As of 2020, there were more than 12,000 Booth alumnae living across six continents. The questions the women pondered and debated via the UCWBG are still relevant today, and they were also raised by another women’s group founded at Booth in 2002: the Chicago Booth Women’s Network (CBWN).

“The UCWBG were a group of strong women who were really pioneers in their own careers ahead of me. It was a foundational experience that I later used to start my own company a decade later.”

— Mary (Tweedie) Go

The original women’s group— the UCWBG—recently dissolved. It chose to donate its remaining funds to the CBWN for programming. Both groups’ visions were nearly the same, with CBWN launched in partnership with and supported by Booth Alumni Relations. The CBWN’s mission is “Women empowering women for professional success,” explains Nima Parikh, ’98, the president of the organization.
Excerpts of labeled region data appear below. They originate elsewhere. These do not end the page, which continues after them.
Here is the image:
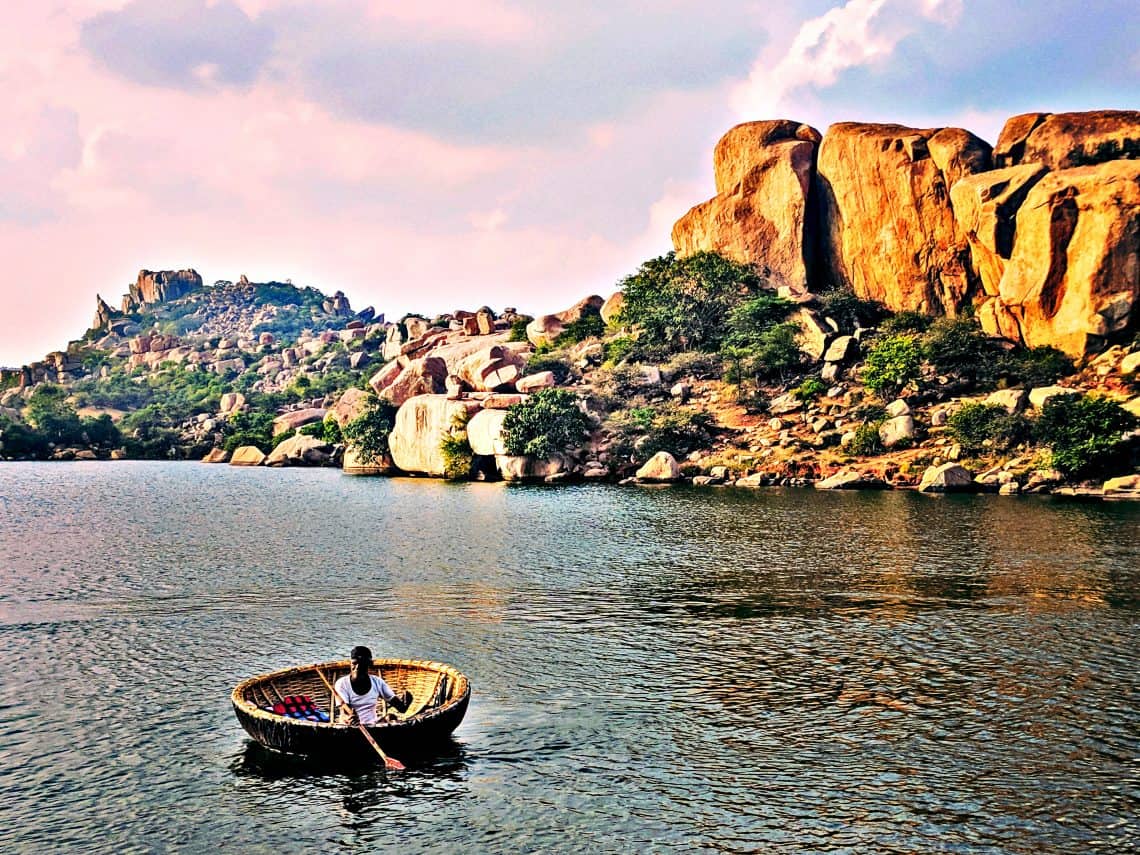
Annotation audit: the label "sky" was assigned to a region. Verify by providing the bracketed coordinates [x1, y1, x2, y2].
[0, 0, 1140, 366]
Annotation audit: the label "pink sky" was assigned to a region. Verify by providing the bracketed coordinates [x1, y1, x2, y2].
[0, 0, 1140, 365]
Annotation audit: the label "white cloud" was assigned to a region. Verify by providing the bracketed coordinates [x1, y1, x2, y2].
[732, 0, 961, 119]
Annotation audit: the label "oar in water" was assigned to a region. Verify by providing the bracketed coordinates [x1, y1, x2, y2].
[316, 668, 405, 772]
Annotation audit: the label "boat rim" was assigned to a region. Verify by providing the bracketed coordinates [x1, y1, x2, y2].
[230, 659, 471, 731]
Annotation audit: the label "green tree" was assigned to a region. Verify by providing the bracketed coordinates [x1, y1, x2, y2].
[1035, 394, 1138, 478]
[343, 394, 398, 465]
[503, 389, 588, 457]
[863, 335, 922, 396]
[26, 383, 83, 446]
[620, 252, 760, 356]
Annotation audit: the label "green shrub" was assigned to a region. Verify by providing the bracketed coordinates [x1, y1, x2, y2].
[1002, 347, 1076, 389]
[881, 311, 933, 334]
[439, 410, 475, 481]
[602, 335, 637, 366]
[503, 389, 588, 457]
[863, 335, 922, 397]
[25, 383, 83, 446]
[946, 404, 1033, 453]
[605, 404, 714, 463]
[792, 377, 828, 402]
[618, 252, 760, 358]
[925, 318, 1004, 386]
[820, 288, 887, 333]
[343, 394, 398, 466]
[844, 418, 887, 457]
[1035, 394, 1138, 478]
[660, 350, 724, 380]
[720, 324, 803, 383]
[0, 413, 49, 457]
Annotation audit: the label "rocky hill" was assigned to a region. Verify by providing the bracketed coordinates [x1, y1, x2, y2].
[673, 111, 1140, 358]
[0, 112, 1140, 495]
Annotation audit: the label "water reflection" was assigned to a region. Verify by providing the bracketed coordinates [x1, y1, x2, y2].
[0, 464, 1140, 853]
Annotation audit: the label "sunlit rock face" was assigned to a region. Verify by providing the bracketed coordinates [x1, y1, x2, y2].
[673, 111, 1140, 357]
[979, 161, 1140, 357]
[123, 270, 202, 312]
[673, 120, 820, 291]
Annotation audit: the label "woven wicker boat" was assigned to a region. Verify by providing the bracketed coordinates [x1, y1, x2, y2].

“The UCWBG gathered and had the same idea of women helping women,” Parikh says. “There is still inequality, and it’s not just from a salary perspective.”

The CBWN is still battling unconscious bias, the automatic “default parent” bias, and the idea that men’s jobs are more important than women’s. This has been especially apparent during the COVID-19 shutdowns, when women were disproportionally forced to drop out of the workforce to care for children.

But those are just an example of some of the issues the CBWN recognize, Parikh says. The topics evolve as women make strides in the business world, yet there is still more to do, she explains.

Now, the CBWN is strategizing on ways to take the current world as it is while helping women succeed professionally. In Spring 2021, the CBWN redesigned its Leadership Summit series. Women Leading in a Time of COVID involved 10 virtual sessions with speakers: chats and panels focusing on topics such as negotiating career pivots, leading with your whole self, focusing on wellness, and thinking big. The success of the series, and its global reach, has encouraged the board to incorporate more virtual programming as they strategize around the CBWN’s annual suite of leadership summits, brunches, idea exchanges, and holiday teas. The UCWBG’s gift will support the CBWN as they aim to address global programming and activities that champion alumnae professional success.

“We all made an investment to go to Booth,” Parikh says. “Our careers and our professional development are important to us.” Those investments are slowly but surely propelling women in business forward.